Hasta entonces había pasado bastante de la música. Escuchaba, supongo, lo que escuchaba la gente de clase, como aquellos Máquina Total y alguna cosa más, pero no le prestaba demasiada atención. Así que hablarme del heavy metal, más allá de los posters que vendían en el Pryca con un bicho raro dibujado y el nombre Iron Maiden en la parte superior, era perder el tiempo. Pero aquella TDK lo cambió todo. Aquella potencia, aquella actitud… agresividad unida a melodía, una voz prodigiosa y un sentimiento de hermandad en sus letras que pocos han conseguido igualar. Desde el segundo quince del primer tema del álbum, “Wheels of Fire”, ya era todo un metalero. Es más, ya era todo un true que iba diciendo aquello de Death To False Metal y que, como mis ídolos, iba haciendo el símbolo del martillo y marcando a rajatabla su máxima de If you’re no into metal you are not my friend.
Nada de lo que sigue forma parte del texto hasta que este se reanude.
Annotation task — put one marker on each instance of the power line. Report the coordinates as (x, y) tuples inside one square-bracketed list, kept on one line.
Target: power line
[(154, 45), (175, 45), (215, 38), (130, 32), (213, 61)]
No hace falta decir que en muy poco tiempo me hice con el resto de su discografía y en nada me consideré un gran metal warrior.

El tiempo fue pasando, yo fui creciendo y Manowar seguía igual. No sé si sería una evolución personal lógica (o no tanto), un hartazgo tras ver que su música seguía, disco tras disco, un mismo patrón, o que tanto aceite, musculito y taparrabos, junto a ver desde otro ángulo las frases arriba mencionadas, pero la verdad es que mis Kings of Metal pasaron a ser mis Clowns of Metal. Destacar que la vez y cuarto que los vi en directo y que me hicieron pasar tanta vergüenza ajena ayudaron a este cambio. Pero no puedo ni quiero negar que aquel primer cassette, el primero de tantos, cambió mi vida. Y hoy estamos aquí porque ese gran disco (a pesar de cualquier prejuicio que pueda tener) cumple treinta añazos. ¡Felicidades, reyes del metal!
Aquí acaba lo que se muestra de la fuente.